In the immediate aftermath bitterness and acrimony spilled out into the bars of the Brighton Hotel, when Kinnock was spat at.

He claims to have ended up ‘beating the shit’ out a young Bennite supporter in a toilet of the conference hotel who tried to fight him
At a fringe meeting that evening, a young Jeremy Corbyn warned Kinnock and his supporters to expect ‘some discomfort from the rank and file’ in their constituencies.

For those at the heart of the battle, there was a belief, expressed by Roy Hattersley of ‘the absolute necessity to avoid a repetition of the public spectacle that we have seen’
After the result, Benn recorded it as a great victory for socialism:

‘It has been a staggering result with all the media against us…It has been far more successful than I could possibly have dreamed at the beginning’
Jon Lansman declared it a ‘brilliant result’ to be ‘just less than 1% below Healey is a terrific result’.
Lansman was quick to say that ‘the campaign for the policies and democracy will go on and there is nothing that is going to be stopping it’

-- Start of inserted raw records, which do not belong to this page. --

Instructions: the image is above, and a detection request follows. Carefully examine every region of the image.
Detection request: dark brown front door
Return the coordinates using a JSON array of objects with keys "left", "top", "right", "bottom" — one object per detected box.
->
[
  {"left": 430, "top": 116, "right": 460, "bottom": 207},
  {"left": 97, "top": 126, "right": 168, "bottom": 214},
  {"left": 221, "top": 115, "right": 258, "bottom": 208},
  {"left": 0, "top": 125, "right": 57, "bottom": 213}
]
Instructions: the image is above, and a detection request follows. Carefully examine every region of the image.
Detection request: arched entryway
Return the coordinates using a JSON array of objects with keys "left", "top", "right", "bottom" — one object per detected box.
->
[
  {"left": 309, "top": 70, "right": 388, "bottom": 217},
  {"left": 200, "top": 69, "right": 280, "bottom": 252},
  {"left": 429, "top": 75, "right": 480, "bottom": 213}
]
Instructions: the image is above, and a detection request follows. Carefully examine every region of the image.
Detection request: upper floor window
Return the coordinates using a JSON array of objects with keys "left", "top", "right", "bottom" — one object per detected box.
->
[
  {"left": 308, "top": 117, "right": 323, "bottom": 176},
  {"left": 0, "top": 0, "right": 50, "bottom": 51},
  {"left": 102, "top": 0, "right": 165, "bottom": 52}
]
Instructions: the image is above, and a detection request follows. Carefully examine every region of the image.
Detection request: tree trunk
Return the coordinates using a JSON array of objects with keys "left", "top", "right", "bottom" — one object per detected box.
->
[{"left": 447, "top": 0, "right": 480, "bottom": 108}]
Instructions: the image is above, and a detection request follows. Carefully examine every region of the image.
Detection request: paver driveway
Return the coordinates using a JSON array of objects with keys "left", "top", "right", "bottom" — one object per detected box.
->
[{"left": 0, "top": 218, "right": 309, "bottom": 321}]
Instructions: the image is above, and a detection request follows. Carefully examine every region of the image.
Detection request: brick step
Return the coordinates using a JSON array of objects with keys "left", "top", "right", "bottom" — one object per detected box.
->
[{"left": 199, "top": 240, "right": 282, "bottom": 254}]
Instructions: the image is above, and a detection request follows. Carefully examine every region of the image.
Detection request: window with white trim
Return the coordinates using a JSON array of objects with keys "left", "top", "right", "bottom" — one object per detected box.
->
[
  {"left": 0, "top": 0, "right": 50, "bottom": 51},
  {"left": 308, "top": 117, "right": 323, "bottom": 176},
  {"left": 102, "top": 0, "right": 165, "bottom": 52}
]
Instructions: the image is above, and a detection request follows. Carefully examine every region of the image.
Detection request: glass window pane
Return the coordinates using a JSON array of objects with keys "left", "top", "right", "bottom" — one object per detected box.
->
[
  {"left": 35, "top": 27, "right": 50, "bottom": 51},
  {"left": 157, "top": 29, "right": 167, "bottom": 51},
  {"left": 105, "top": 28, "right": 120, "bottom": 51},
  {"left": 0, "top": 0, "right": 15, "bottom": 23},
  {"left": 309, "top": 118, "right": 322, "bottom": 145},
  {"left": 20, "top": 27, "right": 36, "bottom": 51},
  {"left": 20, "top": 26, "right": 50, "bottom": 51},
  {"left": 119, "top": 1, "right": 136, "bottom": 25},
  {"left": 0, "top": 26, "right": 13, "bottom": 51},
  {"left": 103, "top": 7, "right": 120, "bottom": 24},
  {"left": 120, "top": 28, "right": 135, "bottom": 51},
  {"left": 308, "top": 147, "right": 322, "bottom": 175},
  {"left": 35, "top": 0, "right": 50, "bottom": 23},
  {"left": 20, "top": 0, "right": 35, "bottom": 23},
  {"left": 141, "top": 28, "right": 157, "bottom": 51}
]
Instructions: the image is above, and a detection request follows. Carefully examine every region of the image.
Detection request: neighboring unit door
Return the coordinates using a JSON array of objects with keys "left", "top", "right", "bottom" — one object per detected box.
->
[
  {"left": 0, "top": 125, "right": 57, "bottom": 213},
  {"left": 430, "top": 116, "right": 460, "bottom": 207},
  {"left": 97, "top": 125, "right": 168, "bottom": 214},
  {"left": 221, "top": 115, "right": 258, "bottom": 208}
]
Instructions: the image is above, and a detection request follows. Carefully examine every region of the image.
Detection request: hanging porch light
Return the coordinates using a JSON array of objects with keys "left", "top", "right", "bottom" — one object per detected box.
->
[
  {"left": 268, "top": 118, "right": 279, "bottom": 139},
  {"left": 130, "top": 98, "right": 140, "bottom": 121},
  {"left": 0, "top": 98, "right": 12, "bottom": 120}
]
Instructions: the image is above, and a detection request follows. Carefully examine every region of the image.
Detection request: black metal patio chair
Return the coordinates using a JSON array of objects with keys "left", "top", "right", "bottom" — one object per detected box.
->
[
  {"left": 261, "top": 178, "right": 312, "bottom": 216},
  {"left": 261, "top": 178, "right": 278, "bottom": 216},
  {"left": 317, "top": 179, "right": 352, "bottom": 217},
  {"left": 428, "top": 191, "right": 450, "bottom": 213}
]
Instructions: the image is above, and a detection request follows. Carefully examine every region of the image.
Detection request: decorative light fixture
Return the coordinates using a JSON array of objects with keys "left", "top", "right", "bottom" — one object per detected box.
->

Arthur Scargill urged Benn to challenge again next year
For Gerald Kaufman, the result signalled that Labour had ‘clinged by its fingernails to reality and sanity…and that made it possible for it to be saved’.
On the opposing side, Chris Mullin argued that Labour’s fortunes would have been very different had Benn won ‘and there would have been a clear opposition to the Thatcher regime that people could understand’.